In questa dettagliata descrizione appaiono già chiaramente presenti e distinte le due parti principali della Messa che sono rimaste le stesse per due millenni fino ai giorni nostri: la liturgia della Parola e la liturgia eucaristica. La liturgia della Parola è di origine giudaica poiché le due letture separate dal canto dei salmi e l’omelia facevano già parte dei riti che si svolgevano nelle sinagoghe; la liturgia eucaristica prende spunto dai riti compiuti da Gesù e dalle parole da lui pronunciate durante l’Ultima Cena.
Le celebrazioni si svolgevano nelle case private dei cristiani, ma a partire dall’inizio del III secolo incominciarono ad essere costruite case dotate di un luogo destinato alla preghiera: le domus-ecclesiae, ovvero le antenate delle nostre chiese. La più antica giunta fino a noi è quella costruita nel 232 a Dura Europos in Siria, dotata di un battistero e di una sala per le riunioni dell’assemblea. Risale invece ai primi anni del IV secolo la più antica chiesa cristiana conosciuta, già dotata di navata rettangolare e presbiterio, scoperta a Qirq Bize, sempre in Siria.
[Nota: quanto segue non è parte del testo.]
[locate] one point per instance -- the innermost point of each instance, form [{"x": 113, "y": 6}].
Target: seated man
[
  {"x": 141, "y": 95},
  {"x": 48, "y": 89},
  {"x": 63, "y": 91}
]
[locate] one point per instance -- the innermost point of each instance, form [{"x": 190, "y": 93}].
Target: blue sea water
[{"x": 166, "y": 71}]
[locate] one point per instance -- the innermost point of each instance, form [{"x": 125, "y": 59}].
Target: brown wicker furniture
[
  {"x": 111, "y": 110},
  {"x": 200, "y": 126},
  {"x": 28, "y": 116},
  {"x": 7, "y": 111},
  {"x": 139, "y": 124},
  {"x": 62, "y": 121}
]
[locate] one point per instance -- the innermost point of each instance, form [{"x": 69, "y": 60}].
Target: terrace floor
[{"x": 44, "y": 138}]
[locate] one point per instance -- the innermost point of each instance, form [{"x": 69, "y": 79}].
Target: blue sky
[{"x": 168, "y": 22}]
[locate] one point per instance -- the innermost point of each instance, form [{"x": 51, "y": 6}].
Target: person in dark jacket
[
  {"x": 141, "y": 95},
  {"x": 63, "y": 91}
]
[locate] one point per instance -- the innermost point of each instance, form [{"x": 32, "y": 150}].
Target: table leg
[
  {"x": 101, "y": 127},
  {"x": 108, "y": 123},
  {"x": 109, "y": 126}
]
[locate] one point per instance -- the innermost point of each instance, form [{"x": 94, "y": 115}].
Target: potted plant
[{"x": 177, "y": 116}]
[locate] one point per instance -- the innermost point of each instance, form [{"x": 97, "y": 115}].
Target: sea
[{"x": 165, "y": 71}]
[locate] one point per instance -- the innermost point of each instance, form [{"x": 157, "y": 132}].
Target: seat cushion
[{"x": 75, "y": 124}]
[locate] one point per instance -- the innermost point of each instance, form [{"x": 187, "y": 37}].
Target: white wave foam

Era il tempo delle persecuzioni e celebrare l’eucaristia voleva dire spesso rischiare la vita. Nel 258, durante la persecuzione dell’imperatore Valeriano, Papa Sisto II e sette diaconi furono arrestati mentre celebravano l’eucaristia nel cimitero di San Callisto a Roma e poi decapitati: tra di loro vi era anche San Lorenzo. Alcuni decenni dopo, durante la persecuzione dell’imperatore Diocleziano (303-304), ad Abitène, in Africa, 49 cristiani, guidati dal prete Saturnino furono sorpresi mentre celebravano l’eucaristia e affrontarono il martirio a Cartagine, proclamando: «Non possiamo vivere senza celebrare il giorno del Signore!».